Module 06: A European Crisis? Demographics and Immigration

Conclusion

The future is never written in stone. Human decisions can and do matter, and individuals do change the course of history. Yet below the events of human history, the collective actions that we call demographics shape the choices we can make. Principles as abstract as the rate of natural increase have profound implications that we as individuals have little control over.

While immigration is fundamentally a political debate about citizenship, it is predominantly shaped by demographics. If recent trends continue, Europe's population will dramatically decline without large-scale immigration. At the same time, Europe's population will age substantially. The consequences of such a transformation are serious: a substantial decline in population would mean a significant contraction of economic growth, which could be devastating. Similarly, the aging of the population will mean a smaller workforce to care for a growing elderly population. European welfare systems could eventually collapse without the curtailment of current generous social welfare benefits. In addition, people will be forced to work later into their lives, while younger workers will have to pay larger portions of their income to help support pensions and health care costs.

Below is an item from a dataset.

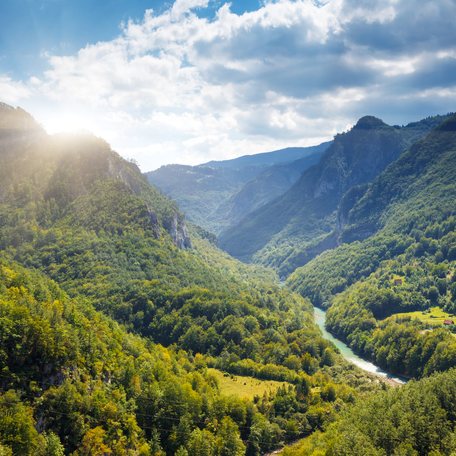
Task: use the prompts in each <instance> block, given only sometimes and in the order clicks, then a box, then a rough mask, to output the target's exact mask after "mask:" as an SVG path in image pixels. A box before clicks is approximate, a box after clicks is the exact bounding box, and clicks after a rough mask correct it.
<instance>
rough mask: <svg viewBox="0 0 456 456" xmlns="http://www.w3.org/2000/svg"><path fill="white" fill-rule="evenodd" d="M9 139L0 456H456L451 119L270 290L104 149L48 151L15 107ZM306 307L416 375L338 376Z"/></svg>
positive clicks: (364, 348)
mask: <svg viewBox="0 0 456 456" xmlns="http://www.w3.org/2000/svg"><path fill="white" fill-rule="evenodd" d="M8 114H9V115H10V116H11V115H12V114H11V112H9V111H8ZM18 119H19V120H20V122H17V120H18ZM7 124H8V125H9V129H7V130H3V133H2V134H3V136H4V138H8V141H6V140H5V141H4V143H2V144H3V146H2V149H1V150H0V162H1V166H0V178H1V179H0V248H1V252H0V338H1V345H0V409H1V410H0V454H1V455H43V456H44V455H46V456H52V455H66V454H68V455H74V456H77V455H100V456H101V455H109V454H112V455H145V456H146V455H157V456H160V455H163V456H165V455H180V456H185V455H187V456H200V455H201V456H212V455H214V456H242V455H248V456H257V455H262V454H265V453H267V452H269V451H272V450H276V449H277V448H280V447H282V446H284V445H286V444H289V443H292V442H294V441H296V440H299V441H300V442H299V443H298V444H296V445H294V446H291V447H289V448H286V449H285V450H284V454H290V455H294V454H304V455H307V454H315V455H317V454H328V455H333V454H334V455H344V454H347V455H351V454H360V455H361V454H372V455H377V454H378V455H383V454H385V455H387V454H388V455H390V454H395V455H399V454H401V455H402V454H403V455H415V454H419V455H427V454H433V455H437V454H451V452H452V451H453V450H454V449H455V446H454V442H455V439H454V413H455V411H454V410H453V409H452V406H453V404H452V399H451V398H452V394H454V391H453V389H454V384H455V382H454V370H452V368H453V367H455V359H456V339H455V336H454V334H453V331H454V325H446V326H445V325H443V324H442V322H441V321H440V320H438V321H437V320H435V321H433V317H434V313H435V312H436V310H435V309H439V311H440V312H441V315H443V317H442V318H447V319H451V318H452V317H453V316H454V314H455V312H456V308H455V295H456V278H455V277H456V276H455V260H456V250H455V234H454V232H455V224H456V217H455V215H456V214H454V206H453V204H454V182H455V176H454V167H451V166H450V167H449V166H447V164H448V163H449V162H450V163H452V162H453V161H454V157H455V148H454V145H455V144H456V140H455V139H454V131H453V130H452V129H451V128H450V127H451V125H452V124H451V121H450V122H449V123H448V122H447V123H446V124H443V126H442V127H440V130H438V129H437V130H435V131H434V132H433V133H431V134H430V135H428V136H427V137H426V138H425V139H423V140H421V141H420V142H418V143H417V144H416V145H415V146H413V147H412V148H411V149H410V150H409V151H407V152H404V153H403V154H401V156H400V157H399V158H398V160H397V161H396V162H395V163H394V166H390V167H387V168H386V170H385V171H384V172H382V173H381V174H380V175H379V176H378V177H377V178H376V179H374V181H373V183H372V184H369V185H367V186H363V187H362V188H360V189H359V191H357V192H354V193H352V194H351V196H350V197H347V198H345V199H343V201H344V207H343V208H342V209H340V210H343V211H344V217H343V219H344V223H343V224H342V225H341V226H340V227H339V232H338V236H339V238H340V239H341V240H343V239H346V242H341V245H340V246H339V247H337V248H335V249H332V250H328V251H327V252H325V253H323V254H321V255H320V256H318V257H317V258H315V259H314V260H312V261H310V262H309V263H307V264H306V265H305V266H303V267H302V268H299V269H297V270H296V271H295V272H294V274H292V275H291V277H290V278H289V279H288V281H287V282H286V283H285V284H280V283H279V281H278V277H277V274H276V272H275V271H274V270H272V269H266V268H264V267H262V266H259V265H249V264H244V263H241V262H239V261H238V260H235V259H233V258H232V257H230V256H229V255H228V254H227V253H225V252H223V251H221V250H220V249H219V248H218V247H217V246H216V241H215V239H214V236H213V235H211V233H208V232H207V231H205V230H204V229H202V228H200V227H198V226H196V225H193V224H191V223H189V222H187V221H186V220H185V217H184V215H183V214H182V213H181V212H180V210H179V209H178V207H177V205H176V204H175V203H174V202H172V201H171V200H170V199H168V198H167V197H166V196H164V195H163V194H161V193H160V192H159V191H158V190H157V189H156V188H154V187H153V186H151V185H150V184H149V183H148V182H147V180H146V178H145V177H144V176H143V175H142V174H141V173H140V171H139V169H138V168H137V166H136V165H135V164H134V163H132V162H129V161H126V160H124V159H122V158H121V157H120V156H119V155H118V154H117V153H116V152H114V151H112V150H111V148H110V146H109V145H108V144H107V143H106V142H104V141H103V140H101V139H99V138H95V137H92V136H88V135H85V136H68V135H66V136H48V135H47V134H46V133H44V132H43V131H42V130H41V129H40V127H39V126H38V125H37V124H35V123H34V121H33V120H32V119H31V118H30V117H29V115H28V114H27V113H25V112H24V111H19V110H17V111H14V115H12V119H11V118H9V120H8V121H7ZM0 133H1V132H0ZM418 169H419V172H418V171H417V170H418ZM416 173H418V174H419V177H416V176H417V174H416ZM436 176H438V179H437V178H436ZM430 182H432V185H431V184H430ZM394 186H396V187H395V188H394V189H393V190H392V191H393V192H394V198H388V197H385V192H386V190H385V189H390V188H391V187H394ZM366 227H368V228H369V230H370V231H369V234H368V235H365V232H366V229H365V228H366ZM360 233H364V234H360ZM354 238H355V239H354ZM313 305H317V306H320V307H324V308H327V309H328V311H327V327H328V329H329V330H330V331H331V332H332V333H333V334H335V335H336V336H337V337H339V338H340V339H342V340H344V341H346V343H347V344H348V345H349V346H350V347H352V348H353V349H354V350H355V351H356V352H357V353H359V354H361V355H362V356H364V357H365V358H368V359H371V360H372V361H374V362H375V363H376V364H377V365H378V366H380V367H382V368H384V369H386V370H388V371H390V372H394V373H398V374H401V375H404V376H407V377H409V378H413V379H416V380H412V381H411V382H410V383H409V384H408V385H407V386H404V387H402V388H391V387H390V385H389V383H388V382H384V381H382V380H380V379H379V378H378V377H376V376H374V375H371V374H368V373H366V372H363V371H361V370H359V369H358V368H356V367H355V366H353V365H352V364H350V363H348V362H347V361H346V360H344V358H343V357H342V355H341V354H340V353H339V352H338V350H337V348H336V347H335V346H333V345H332V344H331V342H329V341H328V340H325V339H324V338H323V337H322V335H321V333H320V332H319V330H318V328H317V326H316V325H315V323H314V320H313V307H312V306H313ZM416 315H418V316H419V318H416ZM442 372H444V373H442ZM436 384H439V385H441V388H440V389H438V391H437V390H436V388H435V385H436ZM236 385H238V386H236ZM242 391H245V392H246V393H245V394H243V395H242V394H241V392H242ZM247 392H248V393H247ZM391 404H397V405H396V406H394V407H392V405H391ZM411 416H413V418H414V420H411V418H410V417H411ZM379 423H380V424H379ZM379 426H380V427H379ZM393 428H394V430H392V429H393ZM379 429H383V430H384V432H383V431H381V432H379ZM407 433H408V434H407ZM406 434H407V438H405V437H404V436H405V435H406ZM363 449H364V450H363ZM366 449H367V450H366ZM363 451H367V453H363Z"/></svg>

Immigration is fundamentally tied to demographic trends. In one sense, immigration diminishes the effects of Europe's low birth rates and longer life spans in two ways. First, immigration increases the number of available workers, and immigrants tend to be willing to do the menial jobs that Europeans prefer not to undertake. Second, immigrant families in Europe tend to produce more children than Europeans, which raises the average rate of natural increase for the entire continent. Yet these economic imperatives are increasingly butting up against another set of values in the debates over immigration and citizenship. The riots in France in November 2005 were symptomatic of a greater problem. Immigration does not necessarily mean incorporation into society and the body politic, a fact viewed differently by both sides of the political spectrum. While the Right tends to note the conflict of fundamental values between Europeans and (particularly Muslim) immigrants, the Left often sees structural political and economic barriers to integration as the cause of tension between immigrants and natives. In both cases, the debate centers around the notion of belonging. Politicians on the anti-immigrant Right, such as Jean-Marie le Pen and the late Pim Fortuyn, claimed that immigration must be halted or European values will be subsumed by an immigrant population that shares a different view of the world. On the pro-immigrant Left, politicians stress the barriers to belonging; granting immigrants citizenship does not preclude their economic, geographic, or social marginalization.

The debate will ensue in the foreseeable future. While immigration almost certainly will continue in one fashion or another, the debate over belonging will shape the form that immigration takes, and the policy decisions that will impact larger demographic trends.